Satria berdalih keputusannya bergabung dengan tentara Rusia semata-mata didorong oleh alasan ekonomi dan membantah adanya niat untuk mengkhianati negara. "Saya tidak pernah mengkhianati negara sama sekali karena saya niatkan untuk datang ke sini hanya untuk mencari nafkah," ujarnya.
Menanggapi permohonan tersebut, Kementerian Luar Negeri (Kemlu) menyatakan bahwa penentuan status kewarganegaraan sepenuhnya berada di bawah wewenang Kementerian Hukum dan HAM (Kemenkumham).
Reaksi Anggota Dewan
Wakil Ketua Komisi XIII DPR RI, Andreas Hugo Pareira, mengaku heran dengan tindakan Satria. Ia mendesak Kemlu dan institusi marinir untuk melakukan investigasi mendalam sebelum mengambil keputusan. "Ini jarang terjadi. Kok bisa ada marinir TNI yang bergabung dengan pasukan negara lain dan berperang untuk negara lain," ungkapnya. Andreas mengingatkan bahwa tindakan Satria melanggar sumpah prajurit dan sistem keprajuritan Indonesia yang tidak mengenal tentara bayaran. Ia juga menyoroti Undang-Undang Kewarganegaraan yang mengatur hilangnya kewarganegaraan bagi mereka yang masuk dinas tentara asing tanpa izin presiden.

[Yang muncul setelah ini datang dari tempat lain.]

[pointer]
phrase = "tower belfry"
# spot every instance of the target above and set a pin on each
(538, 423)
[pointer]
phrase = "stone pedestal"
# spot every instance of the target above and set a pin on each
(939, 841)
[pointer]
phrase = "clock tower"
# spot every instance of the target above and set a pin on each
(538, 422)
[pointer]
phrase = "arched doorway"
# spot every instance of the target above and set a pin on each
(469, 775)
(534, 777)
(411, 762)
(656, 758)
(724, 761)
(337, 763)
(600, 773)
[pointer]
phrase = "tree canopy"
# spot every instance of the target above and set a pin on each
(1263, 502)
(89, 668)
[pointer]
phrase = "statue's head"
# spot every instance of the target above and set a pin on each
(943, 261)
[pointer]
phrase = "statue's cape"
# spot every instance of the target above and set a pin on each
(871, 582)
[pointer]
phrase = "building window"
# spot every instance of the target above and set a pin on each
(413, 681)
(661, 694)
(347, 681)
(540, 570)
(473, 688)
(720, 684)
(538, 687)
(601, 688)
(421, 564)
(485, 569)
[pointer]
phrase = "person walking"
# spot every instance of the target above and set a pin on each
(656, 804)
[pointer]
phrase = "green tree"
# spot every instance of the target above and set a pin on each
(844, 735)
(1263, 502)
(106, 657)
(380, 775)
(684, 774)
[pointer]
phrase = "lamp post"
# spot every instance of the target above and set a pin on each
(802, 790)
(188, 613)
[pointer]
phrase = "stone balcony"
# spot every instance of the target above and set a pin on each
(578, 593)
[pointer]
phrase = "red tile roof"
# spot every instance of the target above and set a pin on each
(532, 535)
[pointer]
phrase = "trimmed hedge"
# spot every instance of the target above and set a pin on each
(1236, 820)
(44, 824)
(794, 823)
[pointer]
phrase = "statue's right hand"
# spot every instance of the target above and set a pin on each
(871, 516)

Senada dengan Andreas, Wakil Ketua Komisi I DPR RI, Dave Laksono, menekankan perlunya kehati-hatian dalam memutuskan permohonan Satria. Ia mengingatkan bahwa kesetiaan terhadap NKRI adalah hal utama, terutama karena Satria memiliki latar belakang militer. "Perlu dipastikan secara administratif apakah yang bersangkutan sudah kehilangan atau melepaskan kewarganegaraannya sesuai aturan hukum," kata Dave.
Anggota Komisi I DPR RI lainnya, Farah Puteri Nahlia, bahkan lebih sulit menerima permohonan Satria. Ia mengingatkan pentingnya mengedepankan kepentingan nasional dan penegakan hukum. Farah menyoroti fakta bahwa Satria telah dipecat secara tidak hormat dari marinir dan divonis penjara karena desersi. "Hukum kewarganegaraan kita tidak mengenal dalih ‘ketidaktahuan’, terutama bagi mereka yang pernah bersumpah menjaga kedaulatan negara," tegasnya. Ia menambahkan bahwa seorang mantan prajurit seharusnya memiliki pemahaman yang baik tentang sumpah setia kepada NKRI.